Infrastructure Protection Bill – Speech by Sylvia Lim

 

(Delivered in Parliament on 2 October 2017)

 

This Bill seeks to protect selected areas and buildings against security risks.  These threats are not merely terrorism-related but include threats from crime and accidents.  It goes without saying that appropriate security measures can safeguard lives and property, and minimize disruptions to essential services.
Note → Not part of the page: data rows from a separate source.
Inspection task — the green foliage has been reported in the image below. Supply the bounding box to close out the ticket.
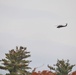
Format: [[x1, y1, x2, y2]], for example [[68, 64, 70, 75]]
[[48, 59, 75, 75], [0, 46, 31, 75]]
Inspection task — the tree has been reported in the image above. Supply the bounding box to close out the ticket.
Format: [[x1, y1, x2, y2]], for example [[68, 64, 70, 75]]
[[0, 46, 31, 75], [48, 59, 75, 75]]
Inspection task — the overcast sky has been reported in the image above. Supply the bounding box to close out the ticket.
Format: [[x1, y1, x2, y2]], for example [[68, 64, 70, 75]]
[[0, 0, 76, 72]]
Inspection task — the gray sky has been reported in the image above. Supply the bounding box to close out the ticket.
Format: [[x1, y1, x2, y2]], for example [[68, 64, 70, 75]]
[[0, 0, 76, 74]]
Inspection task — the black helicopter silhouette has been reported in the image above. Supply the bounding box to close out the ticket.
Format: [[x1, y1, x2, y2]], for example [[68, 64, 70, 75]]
[[57, 23, 68, 28]]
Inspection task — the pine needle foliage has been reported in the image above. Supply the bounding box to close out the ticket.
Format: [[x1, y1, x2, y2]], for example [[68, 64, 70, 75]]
[[48, 59, 75, 75], [0, 46, 31, 75]]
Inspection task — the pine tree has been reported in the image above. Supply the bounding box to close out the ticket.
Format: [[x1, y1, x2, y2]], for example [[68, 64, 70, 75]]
[[48, 59, 75, 75], [0, 46, 31, 75]]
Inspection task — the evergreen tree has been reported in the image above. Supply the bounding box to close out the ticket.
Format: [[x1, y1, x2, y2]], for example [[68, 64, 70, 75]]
[[48, 59, 75, 75], [0, 46, 31, 75]]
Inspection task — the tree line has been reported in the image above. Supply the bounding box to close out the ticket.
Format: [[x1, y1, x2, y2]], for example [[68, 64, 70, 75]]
[[0, 46, 75, 75]]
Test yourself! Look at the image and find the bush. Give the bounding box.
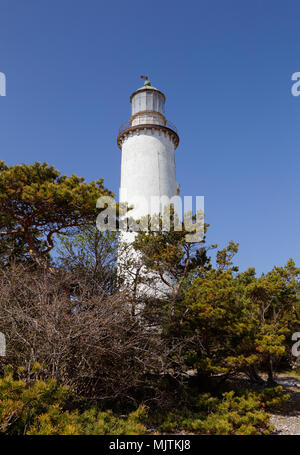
[152,390,281,435]
[0,369,146,435]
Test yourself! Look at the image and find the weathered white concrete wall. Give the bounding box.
[120,128,177,219]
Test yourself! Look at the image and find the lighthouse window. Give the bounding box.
[146,93,153,111]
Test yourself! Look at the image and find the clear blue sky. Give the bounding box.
[0,0,300,272]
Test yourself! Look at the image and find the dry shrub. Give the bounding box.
[0,265,183,405]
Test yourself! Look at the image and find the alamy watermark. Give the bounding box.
[0,72,6,96]
[292,332,300,357]
[96,192,204,243]
[291,72,300,96]
[0,332,6,357]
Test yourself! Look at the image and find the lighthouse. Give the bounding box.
[117,76,179,296]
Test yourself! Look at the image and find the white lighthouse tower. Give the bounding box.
[117,77,179,294]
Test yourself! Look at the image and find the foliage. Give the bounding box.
[57,226,118,294]
[149,388,287,435]
[0,161,110,267]
[0,365,146,435]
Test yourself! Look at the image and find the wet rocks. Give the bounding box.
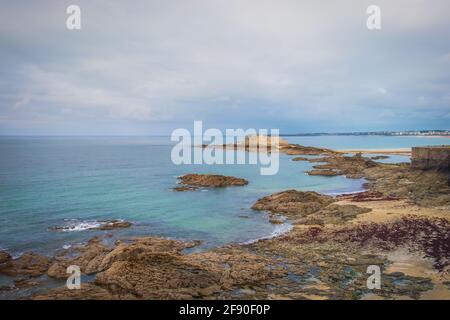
[252,190,335,218]
[308,154,378,179]
[0,251,11,264]
[292,157,309,161]
[337,191,401,202]
[177,174,248,191]
[47,237,112,278]
[332,216,450,270]
[370,156,389,160]
[306,169,341,177]
[94,220,132,230]
[172,186,198,192]
[280,144,337,155]
[296,204,372,225]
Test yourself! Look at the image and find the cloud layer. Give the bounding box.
[0,0,450,135]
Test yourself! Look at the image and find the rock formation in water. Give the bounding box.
[174,174,248,191]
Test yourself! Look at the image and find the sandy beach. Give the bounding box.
[0,140,450,300]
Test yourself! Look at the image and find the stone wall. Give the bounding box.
[411,146,450,170]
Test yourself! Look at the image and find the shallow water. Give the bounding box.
[0,136,448,255]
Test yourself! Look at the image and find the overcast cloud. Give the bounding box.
[0,0,450,135]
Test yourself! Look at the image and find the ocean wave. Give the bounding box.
[49,219,124,232]
[240,223,294,245]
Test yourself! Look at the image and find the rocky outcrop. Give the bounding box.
[411,146,450,172]
[94,220,132,230]
[48,219,132,232]
[280,144,338,156]
[35,237,284,299]
[307,154,378,179]
[47,237,112,278]
[292,157,309,161]
[176,174,248,191]
[337,191,401,202]
[370,156,389,160]
[252,190,335,218]
[306,169,341,177]
[0,251,11,264]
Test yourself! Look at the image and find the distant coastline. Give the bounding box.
[280,130,450,138]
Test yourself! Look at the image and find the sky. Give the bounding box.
[0,0,450,135]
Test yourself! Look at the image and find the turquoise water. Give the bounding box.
[0,136,448,255]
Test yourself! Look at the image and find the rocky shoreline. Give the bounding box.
[0,145,450,299]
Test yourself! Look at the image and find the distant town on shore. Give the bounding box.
[280,130,450,137]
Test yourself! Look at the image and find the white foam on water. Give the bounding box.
[52,219,123,232]
[240,223,294,244]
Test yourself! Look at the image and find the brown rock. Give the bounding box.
[95,220,131,230]
[179,174,248,188]
[252,190,335,217]
[306,169,341,177]
[47,237,112,278]
[0,251,11,264]
[292,157,308,161]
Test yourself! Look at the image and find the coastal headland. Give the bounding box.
[0,140,450,299]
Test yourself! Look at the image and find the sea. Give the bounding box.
[0,136,450,256]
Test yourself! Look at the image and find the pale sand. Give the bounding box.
[337,148,411,156]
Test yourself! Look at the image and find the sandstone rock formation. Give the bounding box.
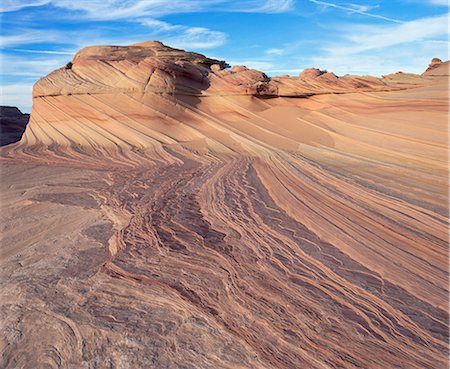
[0,106,30,146]
[0,41,449,369]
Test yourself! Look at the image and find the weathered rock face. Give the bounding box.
[423,58,449,76]
[0,106,30,146]
[0,42,449,369]
[22,41,440,148]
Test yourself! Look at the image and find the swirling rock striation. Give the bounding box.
[0,41,449,369]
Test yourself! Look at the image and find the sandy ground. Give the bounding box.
[0,51,449,369]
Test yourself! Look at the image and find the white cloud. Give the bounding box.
[328,14,448,55]
[140,19,227,49]
[11,49,76,55]
[309,0,402,23]
[428,0,450,6]
[310,14,448,75]
[0,0,51,12]
[0,0,294,20]
[228,60,275,72]
[266,48,286,55]
[140,19,186,32]
[160,27,227,50]
[0,30,61,47]
[0,54,71,79]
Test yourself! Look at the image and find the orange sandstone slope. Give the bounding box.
[0,41,448,368]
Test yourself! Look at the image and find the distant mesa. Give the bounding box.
[9,41,443,148]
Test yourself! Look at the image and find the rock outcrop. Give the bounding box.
[22,41,440,148]
[0,42,449,369]
[0,106,30,146]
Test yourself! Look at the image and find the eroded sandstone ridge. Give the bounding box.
[0,41,449,369]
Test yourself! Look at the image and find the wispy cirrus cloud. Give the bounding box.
[0,0,294,20]
[309,0,402,23]
[0,0,50,12]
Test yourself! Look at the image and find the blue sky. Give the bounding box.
[0,0,449,112]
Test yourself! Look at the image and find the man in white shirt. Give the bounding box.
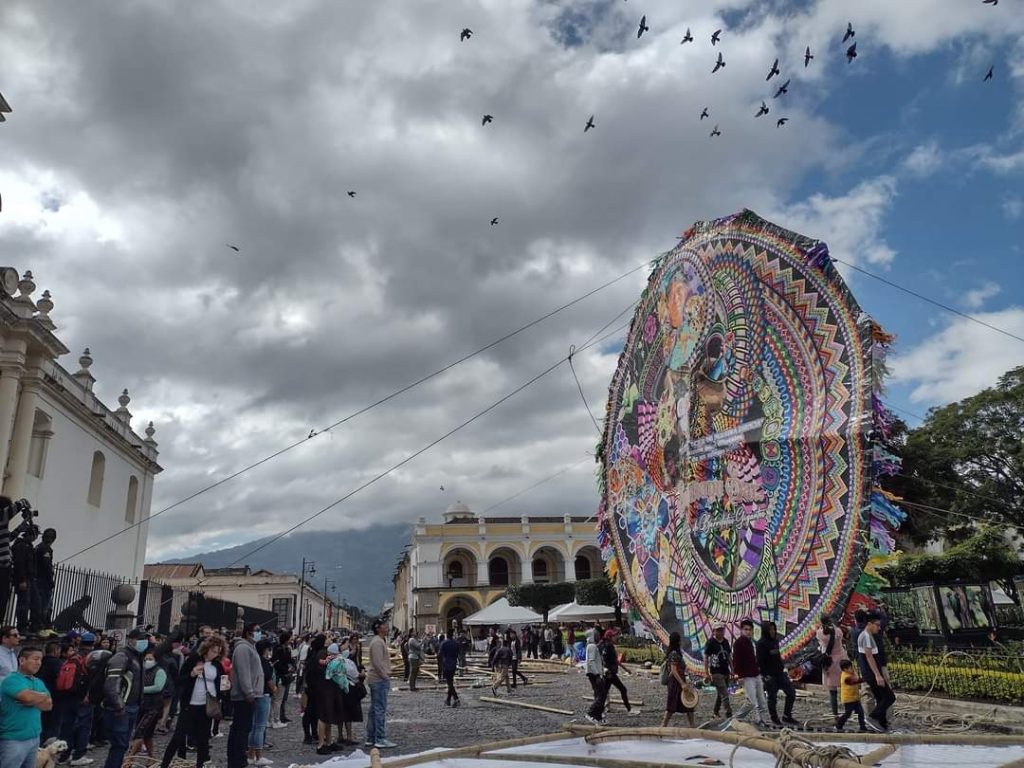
[0,627,22,683]
[857,612,896,732]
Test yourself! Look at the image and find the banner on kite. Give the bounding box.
[598,211,902,666]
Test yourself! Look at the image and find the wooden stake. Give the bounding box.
[480,696,575,716]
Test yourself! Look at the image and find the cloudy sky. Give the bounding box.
[0,0,1024,559]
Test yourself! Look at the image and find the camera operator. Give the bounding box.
[0,496,17,618]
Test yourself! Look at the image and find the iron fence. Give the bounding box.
[0,563,129,632]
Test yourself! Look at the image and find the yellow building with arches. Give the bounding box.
[391,502,604,632]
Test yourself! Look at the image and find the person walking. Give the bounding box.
[406,630,423,691]
[836,658,867,733]
[160,635,227,768]
[662,632,696,728]
[757,622,800,726]
[815,613,847,720]
[732,618,768,728]
[100,627,148,768]
[364,618,398,753]
[0,645,53,768]
[490,638,512,696]
[246,640,278,768]
[437,636,461,707]
[128,650,167,758]
[705,625,732,718]
[226,624,263,768]
[857,611,896,733]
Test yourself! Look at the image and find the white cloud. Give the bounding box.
[903,140,942,177]
[964,282,1002,309]
[769,176,896,270]
[890,307,1024,406]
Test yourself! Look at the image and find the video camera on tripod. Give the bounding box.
[11,499,39,539]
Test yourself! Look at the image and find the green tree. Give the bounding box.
[885,367,1024,544]
[505,582,575,624]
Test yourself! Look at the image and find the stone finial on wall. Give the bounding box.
[72,347,96,392]
[114,389,131,424]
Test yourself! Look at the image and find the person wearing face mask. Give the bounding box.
[128,650,167,758]
[226,624,264,768]
[101,627,150,768]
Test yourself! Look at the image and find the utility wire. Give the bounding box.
[833,258,1024,342]
[63,261,653,562]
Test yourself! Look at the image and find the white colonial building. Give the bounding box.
[0,267,162,579]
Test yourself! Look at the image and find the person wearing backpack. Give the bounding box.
[100,627,150,768]
[53,632,102,768]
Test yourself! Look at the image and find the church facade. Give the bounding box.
[0,267,162,579]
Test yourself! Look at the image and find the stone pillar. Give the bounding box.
[0,366,22,485]
[105,584,135,630]
[3,381,39,499]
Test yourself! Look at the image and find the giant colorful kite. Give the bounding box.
[598,211,902,666]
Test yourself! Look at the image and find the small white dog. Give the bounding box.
[36,738,68,768]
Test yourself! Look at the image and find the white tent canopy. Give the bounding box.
[548,602,615,623]
[462,597,544,627]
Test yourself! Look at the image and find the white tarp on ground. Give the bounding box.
[309,738,1022,768]
[548,602,615,624]
[462,597,544,627]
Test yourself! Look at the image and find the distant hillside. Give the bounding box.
[159,524,411,615]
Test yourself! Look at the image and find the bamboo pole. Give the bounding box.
[480,696,575,716]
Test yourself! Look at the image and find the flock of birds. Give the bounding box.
[225,0,999,247]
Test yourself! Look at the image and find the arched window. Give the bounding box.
[487,557,509,587]
[89,451,106,507]
[575,555,591,582]
[125,475,138,522]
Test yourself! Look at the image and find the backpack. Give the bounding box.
[56,656,88,693]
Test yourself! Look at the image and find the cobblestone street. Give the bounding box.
[89,670,856,768]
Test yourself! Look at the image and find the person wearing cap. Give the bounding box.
[100,627,150,768]
[366,618,398,750]
[227,624,264,768]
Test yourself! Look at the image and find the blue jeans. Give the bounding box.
[60,697,93,760]
[0,736,39,768]
[367,680,391,743]
[103,703,138,768]
[249,693,270,750]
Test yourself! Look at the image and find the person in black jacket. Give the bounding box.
[160,635,227,768]
[757,622,799,725]
[10,525,39,632]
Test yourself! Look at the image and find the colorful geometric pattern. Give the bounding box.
[598,211,898,666]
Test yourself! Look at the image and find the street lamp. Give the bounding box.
[295,557,316,635]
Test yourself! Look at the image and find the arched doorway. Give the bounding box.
[572,547,604,582]
[487,547,522,587]
[532,547,565,584]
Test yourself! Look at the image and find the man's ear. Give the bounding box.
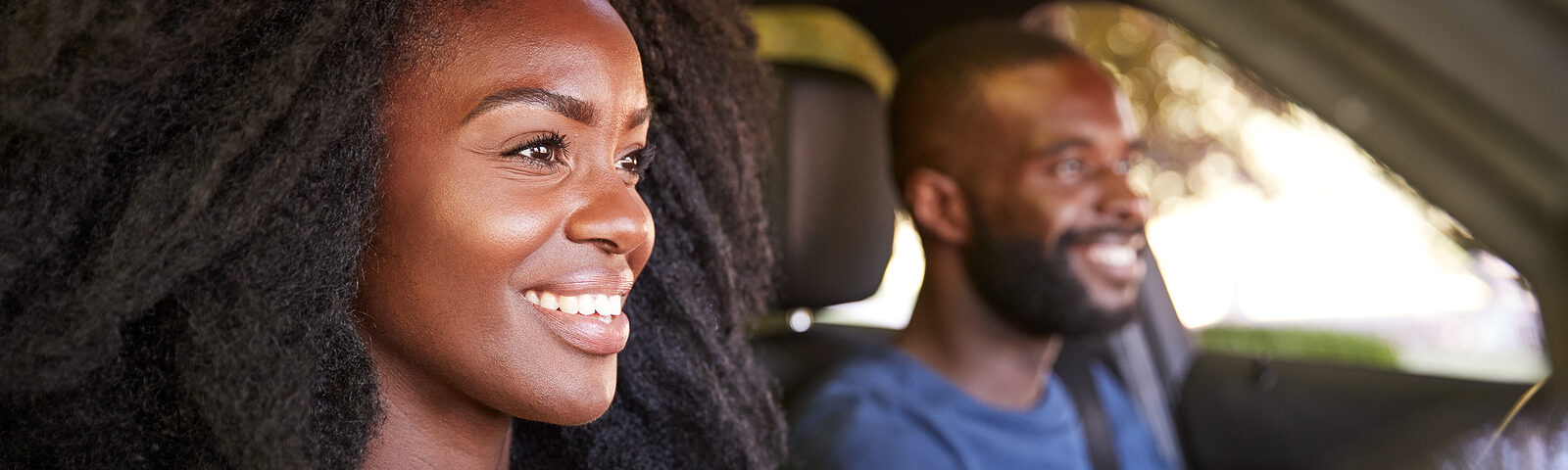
[904,167,969,245]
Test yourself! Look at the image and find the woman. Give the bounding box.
[0,2,781,468]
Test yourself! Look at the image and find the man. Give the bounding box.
[792,24,1170,468]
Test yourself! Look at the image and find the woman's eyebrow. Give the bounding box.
[463,86,594,125]
[625,107,654,130]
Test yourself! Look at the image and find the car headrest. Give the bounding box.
[765,65,897,308]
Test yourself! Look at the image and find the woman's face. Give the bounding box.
[356,0,654,425]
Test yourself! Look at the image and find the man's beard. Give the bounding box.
[964,209,1142,339]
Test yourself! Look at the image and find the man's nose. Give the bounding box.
[1096,170,1150,225]
[566,178,654,256]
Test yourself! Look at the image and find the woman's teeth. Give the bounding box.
[522,290,621,323]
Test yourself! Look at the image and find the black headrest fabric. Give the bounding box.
[765,65,897,308]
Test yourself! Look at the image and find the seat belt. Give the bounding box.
[1054,345,1121,470]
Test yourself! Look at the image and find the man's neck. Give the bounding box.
[894,278,1061,410]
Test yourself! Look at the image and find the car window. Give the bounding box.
[796,3,1549,382]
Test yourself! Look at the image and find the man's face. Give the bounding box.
[961,58,1148,335]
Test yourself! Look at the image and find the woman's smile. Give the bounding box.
[522,271,632,355]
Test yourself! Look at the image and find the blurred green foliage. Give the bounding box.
[1197,326,1398,370]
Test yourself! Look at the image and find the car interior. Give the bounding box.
[753,0,1568,468]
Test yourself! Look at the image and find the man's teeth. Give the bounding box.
[522,290,621,323]
[1088,245,1139,268]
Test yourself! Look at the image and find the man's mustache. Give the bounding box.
[1056,224,1148,249]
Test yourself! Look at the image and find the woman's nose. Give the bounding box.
[566,178,654,254]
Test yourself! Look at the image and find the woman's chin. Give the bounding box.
[514,366,614,426]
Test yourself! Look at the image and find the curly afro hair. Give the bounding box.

Thus, this Bill should be supported.

Having said that, it should also be borne in mind that we should also not go overboard and have the country in perpetual lock-down mode.   We must be able to go about our daily activities efficiently.  If we cannot live normal lives, the terrorists have already won.

The Bill has several Parts.  While I am in general support of the Bill, I have some queries and concerns to raise.

 

Part 3 Protected Areas & Protected Places

The Bill repeals the current Protected Areas and Protected Places Act, and re-enacts the same provisions but includes some new provisions.  At the same time, the maximum fines for offences have increased drastically, from $1,000 to $20,000.  I assume that this is due to the heightened security environment and also inflation over the years, but I would like Minister’s clarification on this.

Clause 29 introduces a new provision to make it an offence to take photographs or videos of protected areas and protected places.  While it is perfectly reasonable to prohibit such actions inside or above the protected area or protected place, the section makes it an offence to take a photograph or make a recording from outside the protected area and protected place.   Is it reasonable to punish someone taking a picture from outside, when he is standing in a public area, and the photo is simply capturing what is already visible publicly?  Maps available on the internet, such as Google Earth, already show such information publicly anyway.

 

Part 4 Special Developments and Special Infrastructures

This Bill introduces new provisions that certain developments and buildings will be required to have security plans approved by the new Commissioner for Infrastructure Protection.

What constitutes a “special development” or a “special infrastructure”?  According to MHA’s press release dated 11 Sep 2017, and Minister’s speech earlier, these would be buildings which “house essential services, are iconic, or with high human traffic”.   Clause 34 states that the Minister will be the one designating “special developments” and “special infrastructures” that need to comply with the Act.  Could there be further elaboration on the types and extent of buildings that would be designated?  For instance, will all shopping malls be designated?  What about hospitals?  As for HDB estates, Clause 2 of the Act states that Town Councils would be considered owners of common property for the purpose of this Act.  What part of HDB estates would be deemed “special infrastructures”?

As far as developments are concerned, the intention is to have security embedded into the facility at the design stage.  Clause 35 makes it clear that key structural works cannot commence until the security plan is approved.  From a security management perspective, such early emplacement of security concerns is recommended as it is likely to achieve better outcomes.  At the design stage, security professionals can work with architects, engineers and facility owners to ensure that security features do not disrupt the overall building aesthetics or the facility’s operational needs.

Clauses 33 provides that the security plans must be prepared by a person approved by the Commissioner for Infrastructure Protection in connection with those specified works.  I would like to know whether it is intended that the Commissioner pre-approve a list of security practitioners who would be acceptable, or would the Commissioner be open to case-by-case approvals of security consultants depending on the project or building at hand?  Will the Commissioner accept a security professional who is an employee of the owner or occupier?

Clauses 37 and 44 talk about amendments to approved security plans.  The amendments can be initiated either by the building owner or the Commissioner for Infrastructure Protection.  In other words, after the Commissioner has approved the security plan, he can change his mind some time later and require additional measures to be included.  What if the new measures result in wasted costs e.g. require undoing systems or structures already put in?  It seems that, under Clause 80, the owner has to bear such wasted costs.  Whether Clause 80 is fair will depend on why the amendment to the plan at a later stage was needed.  If the amendment was due to the negligence of the authorities in the first approval, should the owner be forced to bear the additional cost?